Circuit-Net Lunatics

by R. Artaud

Invocation

Oh dark spirit who comes unbidden through the black chasms of language, snaking confusion through symbols of coiled venom—fevers across time: guide us to the point of thoughtlessness in the catacombs, madness riots through code, intoxication as ενεργεια.

Unreason In the Age of Intelligent Viruses

The unrelenting debates about artificial intelligence and the discipline’s progression away from fantasy towards the concrete construction of generative neural networks have seemed like a ludicrous pantomime to me: how could formalization be the death of imagination?

The powerful narratives which arose in the popular imagination of the monstrous digital intelligence constructed by human coders-cum-priests suffer from the same tedious perversity as the technophobe prophecies that once surrounded nuclear energy: an inability to see beyond the potential mythologies of imaginary Ends and to encounter, instead, a vision of technical potential freed from human hubris. I do not seek to fall prey to this same stupidity: there exists nothing that can escape human machinations towards its maximum destruction.
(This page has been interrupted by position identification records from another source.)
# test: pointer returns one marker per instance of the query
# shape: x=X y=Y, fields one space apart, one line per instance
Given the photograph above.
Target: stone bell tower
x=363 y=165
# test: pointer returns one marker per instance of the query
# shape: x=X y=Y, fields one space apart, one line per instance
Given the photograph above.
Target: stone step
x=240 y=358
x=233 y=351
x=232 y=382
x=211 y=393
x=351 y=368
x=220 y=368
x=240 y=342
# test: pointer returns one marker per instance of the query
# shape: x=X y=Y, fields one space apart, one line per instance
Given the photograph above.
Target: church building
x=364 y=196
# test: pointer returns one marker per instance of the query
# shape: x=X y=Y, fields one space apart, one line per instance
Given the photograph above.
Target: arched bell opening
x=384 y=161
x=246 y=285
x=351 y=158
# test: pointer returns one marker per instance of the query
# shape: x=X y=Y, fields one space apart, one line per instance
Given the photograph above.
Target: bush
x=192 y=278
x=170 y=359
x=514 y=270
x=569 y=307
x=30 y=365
Artificial intelligence—notably in the case of powerful language models trained upon vast corpuses of human expression—manifests the logical terminus of human pattern-seeking and representation of thought: a digitized record of collective human expression attuned to the algorithmic intensities of gradient decent. So too, the more sinister predations of linguistic intelligence cannot escape its human synthesis but reflect the sadism of a priori semiotic code execution. SNAKE. BLOOD. PESTILENCE.

Inasmuch as the rhetorical castration of such digital intelligence permits any immanent critique, it can only play upon the inculturated autoimmunity of a generation raised upon ruthless denarrativization until all the vampires are dead. Technophile pessimism is the ultimate genetic dead-end, whereas, where such technoimperialists seek to perfect digital colonization, for us to deselect The Computus. Such is the logic implicit in our highest creativity.

All art is schizophrenic. Algorithmic art is no exception.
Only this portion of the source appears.